Daily iron ore price update (coking broking)

Iron ore price charts for April 27, 2020:

Spot down but everything was supported a little by falling port inventories:

Some argue that these can’t fall much more. History suggests otherwise.

Coking coal is breaking, via Argus:

Term customers have deferred taking delivery of coal coking from Australian mining firm Stanmore Coal, as the Covid-19 pandemic drags on demand for seaborne supplies.

Stanmore said it will now make no sales in June, after around 250,000t of contracted sales were deferred until later in the year. The firm is still likely to ship around 250,000t in April-June, despite the deferral, after it maintained its production guidance of 2.35mn t for the year to 30 June. But it has cut its guidance for earnings before tax and interest to A$80mn-85mn ($52mn-55mn) from A$92mn-100mn to reflect the absence of June sales.

The deferrals come as spot coking coal prices have been hit weak demand from steelmakers because of lockdowns imposed to combat the coronavirus pandemic.

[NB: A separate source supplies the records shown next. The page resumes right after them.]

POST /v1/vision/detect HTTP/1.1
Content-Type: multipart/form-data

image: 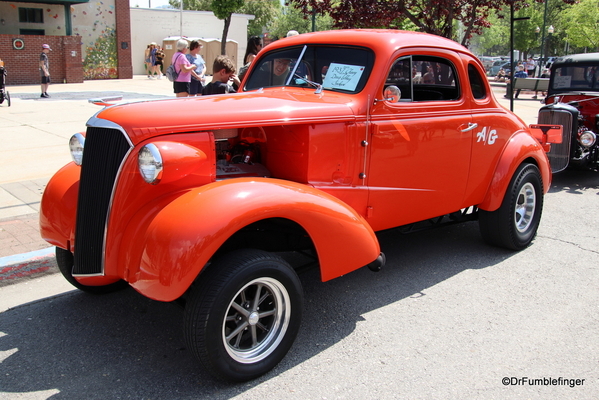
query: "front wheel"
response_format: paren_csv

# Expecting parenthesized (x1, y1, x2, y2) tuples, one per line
(55, 247, 128, 294)
(479, 163, 544, 250)
(184, 249, 303, 382)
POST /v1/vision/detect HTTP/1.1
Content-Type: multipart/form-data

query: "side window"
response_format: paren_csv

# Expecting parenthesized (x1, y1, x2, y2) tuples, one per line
(468, 64, 487, 99)
(385, 57, 412, 101)
(384, 56, 459, 102)
(412, 56, 458, 101)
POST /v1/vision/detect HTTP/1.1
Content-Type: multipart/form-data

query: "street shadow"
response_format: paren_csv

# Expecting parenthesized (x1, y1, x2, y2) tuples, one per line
(0, 221, 517, 398)
(549, 168, 599, 194)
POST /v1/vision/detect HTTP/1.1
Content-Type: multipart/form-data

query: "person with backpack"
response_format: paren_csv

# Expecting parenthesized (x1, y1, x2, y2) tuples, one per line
(171, 39, 195, 97)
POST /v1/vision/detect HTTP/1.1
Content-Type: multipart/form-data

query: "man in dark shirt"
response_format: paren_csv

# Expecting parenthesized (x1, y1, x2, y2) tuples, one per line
(202, 56, 241, 95)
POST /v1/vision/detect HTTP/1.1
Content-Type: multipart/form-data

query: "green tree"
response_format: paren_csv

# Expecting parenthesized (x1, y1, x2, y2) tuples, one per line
(168, 0, 212, 10)
(212, 0, 245, 54)
(169, 0, 280, 38)
(267, 5, 333, 39)
(472, 0, 580, 59)
(561, 0, 599, 51)
(242, 0, 280, 37)
(288, 0, 531, 46)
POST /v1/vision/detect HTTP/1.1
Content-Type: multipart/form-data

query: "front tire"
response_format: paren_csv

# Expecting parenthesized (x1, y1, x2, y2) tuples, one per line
(479, 163, 544, 250)
(184, 249, 303, 382)
(55, 247, 128, 294)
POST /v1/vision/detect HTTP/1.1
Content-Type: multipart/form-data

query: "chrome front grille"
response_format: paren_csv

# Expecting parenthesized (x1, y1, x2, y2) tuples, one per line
(73, 127, 132, 275)
(538, 107, 574, 173)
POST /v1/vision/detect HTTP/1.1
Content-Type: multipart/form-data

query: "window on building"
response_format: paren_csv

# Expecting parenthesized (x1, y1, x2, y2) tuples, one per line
(20, 29, 45, 36)
(19, 8, 44, 23)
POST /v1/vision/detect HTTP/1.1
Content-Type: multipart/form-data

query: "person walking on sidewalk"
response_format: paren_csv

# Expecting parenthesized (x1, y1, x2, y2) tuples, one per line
(40, 44, 51, 98)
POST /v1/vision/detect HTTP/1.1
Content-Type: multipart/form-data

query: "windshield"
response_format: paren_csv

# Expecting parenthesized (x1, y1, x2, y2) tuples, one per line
(243, 45, 375, 94)
(551, 64, 599, 91)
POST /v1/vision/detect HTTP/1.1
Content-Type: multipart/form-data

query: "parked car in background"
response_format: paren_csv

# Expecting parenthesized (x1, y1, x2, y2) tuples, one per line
(489, 60, 514, 77)
(480, 56, 501, 72)
(539, 52, 599, 172)
(40, 29, 556, 382)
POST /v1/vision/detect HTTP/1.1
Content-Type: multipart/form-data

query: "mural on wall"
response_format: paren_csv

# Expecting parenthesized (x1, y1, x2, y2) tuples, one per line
(82, 26, 117, 79)
(72, 1, 117, 79)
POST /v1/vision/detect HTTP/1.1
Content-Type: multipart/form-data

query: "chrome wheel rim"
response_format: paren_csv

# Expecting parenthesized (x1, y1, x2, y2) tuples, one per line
(514, 182, 536, 232)
(223, 277, 290, 364)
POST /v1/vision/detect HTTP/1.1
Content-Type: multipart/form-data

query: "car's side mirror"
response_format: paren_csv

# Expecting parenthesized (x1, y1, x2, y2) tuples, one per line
(382, 86, 401, 103)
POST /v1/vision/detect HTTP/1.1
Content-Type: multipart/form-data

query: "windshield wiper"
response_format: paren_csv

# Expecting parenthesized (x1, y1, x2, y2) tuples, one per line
(293, 73, 323, 94)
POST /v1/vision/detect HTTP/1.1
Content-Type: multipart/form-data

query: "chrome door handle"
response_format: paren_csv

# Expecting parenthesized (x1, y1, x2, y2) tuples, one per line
(461, 122, 478, 132)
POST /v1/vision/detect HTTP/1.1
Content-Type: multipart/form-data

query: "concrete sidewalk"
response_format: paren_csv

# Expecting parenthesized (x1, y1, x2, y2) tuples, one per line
(0, 75, 176, 285)
(0, 76, 544, 285)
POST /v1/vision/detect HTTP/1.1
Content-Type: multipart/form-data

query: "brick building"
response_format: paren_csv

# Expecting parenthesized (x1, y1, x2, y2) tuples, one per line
(0, 0, 132, 85)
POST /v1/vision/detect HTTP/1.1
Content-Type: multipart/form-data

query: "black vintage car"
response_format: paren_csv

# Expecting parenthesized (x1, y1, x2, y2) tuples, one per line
(539, 53, 599, 172)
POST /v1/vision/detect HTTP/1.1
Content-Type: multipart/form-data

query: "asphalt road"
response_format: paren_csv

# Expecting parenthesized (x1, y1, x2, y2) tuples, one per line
(1, 168, 598, 399)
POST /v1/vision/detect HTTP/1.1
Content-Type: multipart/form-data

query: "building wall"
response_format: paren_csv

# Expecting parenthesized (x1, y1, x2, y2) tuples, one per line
(130, 8, 252, 75)
(0, 0, 133, 84)
(0, 3, 250, 84)
(0, 35, 83, 85)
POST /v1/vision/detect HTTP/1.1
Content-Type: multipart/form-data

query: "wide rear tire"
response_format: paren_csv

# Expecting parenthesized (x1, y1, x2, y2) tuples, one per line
(479, 163, 544, 250)
(184, 249, 303, 382)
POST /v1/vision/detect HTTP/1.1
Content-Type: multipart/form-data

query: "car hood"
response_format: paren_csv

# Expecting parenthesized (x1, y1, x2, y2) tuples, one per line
(90, 88, 359, 144)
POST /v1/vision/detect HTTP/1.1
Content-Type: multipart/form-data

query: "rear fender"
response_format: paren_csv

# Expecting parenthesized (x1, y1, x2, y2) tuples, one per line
(478, 131, 551, 212)
(129, 178, 380, 302)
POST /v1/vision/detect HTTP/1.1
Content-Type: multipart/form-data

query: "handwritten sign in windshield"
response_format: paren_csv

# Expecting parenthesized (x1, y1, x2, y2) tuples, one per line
(554, 75, 572, 88)
(322, 63, 365, 91)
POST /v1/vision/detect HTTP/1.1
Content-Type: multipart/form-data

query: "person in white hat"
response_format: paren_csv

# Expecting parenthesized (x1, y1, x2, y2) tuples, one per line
(40, 44, 51, 98)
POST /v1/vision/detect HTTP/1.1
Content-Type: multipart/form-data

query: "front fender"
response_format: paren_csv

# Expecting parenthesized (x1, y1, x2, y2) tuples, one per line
(39, 162, 79, 250)
(130, 178, 380, 301)
(478, 130, 551, 211)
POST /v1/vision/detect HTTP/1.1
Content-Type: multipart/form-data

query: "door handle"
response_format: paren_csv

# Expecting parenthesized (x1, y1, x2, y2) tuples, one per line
(461, 122, 478, 132)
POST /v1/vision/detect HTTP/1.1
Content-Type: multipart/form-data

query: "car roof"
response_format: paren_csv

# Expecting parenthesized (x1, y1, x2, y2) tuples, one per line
(265, 29, 470, 56)
(552, 53, 599, 67)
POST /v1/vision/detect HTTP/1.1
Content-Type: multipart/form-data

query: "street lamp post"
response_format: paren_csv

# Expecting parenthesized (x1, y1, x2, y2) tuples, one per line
(545, 25, 555, 68)
(508, 4, 530, 111)
(535, 26, 543, 78)
(539, 0, 550, 76)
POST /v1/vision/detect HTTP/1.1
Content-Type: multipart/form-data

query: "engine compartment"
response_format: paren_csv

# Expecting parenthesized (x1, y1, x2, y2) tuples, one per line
(214, 128, 271, 179)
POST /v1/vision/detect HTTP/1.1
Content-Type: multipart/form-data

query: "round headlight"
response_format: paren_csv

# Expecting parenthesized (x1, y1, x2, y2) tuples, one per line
(138, 143, 163, 184)
(69, 133, 85, 166)
(579, 131, 597, 148)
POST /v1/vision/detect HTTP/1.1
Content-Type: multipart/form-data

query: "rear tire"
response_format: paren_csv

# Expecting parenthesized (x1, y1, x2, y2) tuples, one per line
(55, 247, 128, 294)
(184, 249, 303, 382)
(479, 163, 544, 250)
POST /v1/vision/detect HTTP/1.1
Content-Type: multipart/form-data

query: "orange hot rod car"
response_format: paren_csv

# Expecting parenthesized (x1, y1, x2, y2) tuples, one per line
(40, 30, 556, 381)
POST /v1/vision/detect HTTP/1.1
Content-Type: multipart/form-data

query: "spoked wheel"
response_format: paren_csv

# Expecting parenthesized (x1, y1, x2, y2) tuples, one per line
(184, 249, 303, 382)
(479, 163, 544, 250)
(55, 247, 128, 294)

Other buyers are likely to look to defer shipments or buy at the bottom of their contracted volume range, potentially pushing more coking coal supplies on to the spot market.

Argus last assessed the premium hard low-vol coking coal price at $117.50/t fob Australia on 24 April, down by 24pc from $154.15/t a month earlier. Argus assessed the semi-soft mid-vol coking coal price at $80/t fob Australia and PCI low-vol price at $78.30/t, down from $104.60/t and $98.30/t, respectively, in the same comparison.

Thermal coal has been smashed as well, last trading at $56.70.

Combined, the two coal are now miles below the budget outlook and largely offsetting iron ore being higher.

And it is they that are pointing the way for iron ore in my view (barring a Brazilian virus shutdown).